Seu Luís abre o zíper e entra. A parede fininha nos separa dele. Agora eu posso dormir sem pensar em monstros e cobras. Ele tira a roupa e liga a lanterna. Uma luz sobre ele. O cabelo e a barba brancos, o rosto de Jesus Cristo envelhecido, ele é aquele Deus pintado nos livros. Procura, procura e não acha. Enquanto isso posso olhar ele inteiro. De dia ele é um velho feio, mas de noite os olhos, os cabelos e a barba brilham. Ele leva a mão ao peito e depois aos pêlos ao redor do pinto e coça rac-rac. Pinto? Não, é um galo daqueles que não param quietos. Agora o galo levanta e fica reto para a frente, levanta um pouco mais e ele põe a mão de novo. Olha pelo filó para ter certeza de que nós dormimos. Eu deixo os olhos quase fechados porque sinto uma coisa como um relógio antigo que faz tique-taque na lingüinha do meio das pernas. Ele desliga a lanterna, abre o zíper e sai apertando o tico dele. A lua cheia ilumina todo ele e ele põe o tico para frente e para trás, parece que está se transformando em lobisomem. Aperta os lábios com os dentes e o reloginho bate cada vez mais ligeiro na xexeca. Ele geme alto e eu aperto mais as mãos entre as pernas. Ele faz um movimento que parece que está todo arrepiado e dá um grito daqueles que vêm da garganta, eu não consigo parar de apertar o relógio. Queria que ele fosse cego para não me ver do jeito que estou, mas ele olha pela janela de filó e me vê feia e corre para dentro do rio escuro.
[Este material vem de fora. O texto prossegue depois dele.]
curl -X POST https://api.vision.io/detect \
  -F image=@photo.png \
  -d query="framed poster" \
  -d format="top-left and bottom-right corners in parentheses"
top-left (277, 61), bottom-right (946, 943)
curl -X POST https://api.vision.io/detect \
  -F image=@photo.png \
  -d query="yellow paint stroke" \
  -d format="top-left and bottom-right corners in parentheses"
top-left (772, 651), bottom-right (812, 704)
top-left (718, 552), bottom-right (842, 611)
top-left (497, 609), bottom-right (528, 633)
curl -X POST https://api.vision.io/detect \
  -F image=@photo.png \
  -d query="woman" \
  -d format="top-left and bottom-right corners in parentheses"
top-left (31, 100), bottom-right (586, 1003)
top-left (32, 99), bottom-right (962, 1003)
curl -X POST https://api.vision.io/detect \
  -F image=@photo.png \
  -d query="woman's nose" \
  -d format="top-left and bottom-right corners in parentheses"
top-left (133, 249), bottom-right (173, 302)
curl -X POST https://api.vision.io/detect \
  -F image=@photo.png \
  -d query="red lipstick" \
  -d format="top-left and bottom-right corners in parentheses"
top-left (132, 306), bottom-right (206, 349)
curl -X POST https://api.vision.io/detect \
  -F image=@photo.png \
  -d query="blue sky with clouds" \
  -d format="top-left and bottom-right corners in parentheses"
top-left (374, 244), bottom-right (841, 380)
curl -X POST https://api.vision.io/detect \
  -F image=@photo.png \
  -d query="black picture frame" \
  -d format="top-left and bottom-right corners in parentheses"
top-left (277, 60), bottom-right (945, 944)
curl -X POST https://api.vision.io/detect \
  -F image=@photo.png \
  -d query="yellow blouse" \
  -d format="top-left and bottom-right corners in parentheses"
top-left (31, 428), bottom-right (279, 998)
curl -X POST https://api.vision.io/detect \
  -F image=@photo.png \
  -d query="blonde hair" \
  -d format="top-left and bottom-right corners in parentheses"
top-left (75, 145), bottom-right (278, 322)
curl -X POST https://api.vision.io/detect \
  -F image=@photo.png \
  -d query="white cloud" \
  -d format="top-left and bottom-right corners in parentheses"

Quando ele casar com a mãe será que ainda vai se lembrar?
Paula dorme e não vê nada, está feliz porque vamos ser irmãs e nós não vamos nunca brigar e vamos morar todos na mesma casa. Amanhã de manhã eu não vou olhar nos olhos dele e daqui a uns dias ele já esqueceu de tudo. Vamos ser eu, a mãe, a Paula, o seu Luís e os irmãozinhos que eles, a mãe e o seu Luís vão fazer na cama.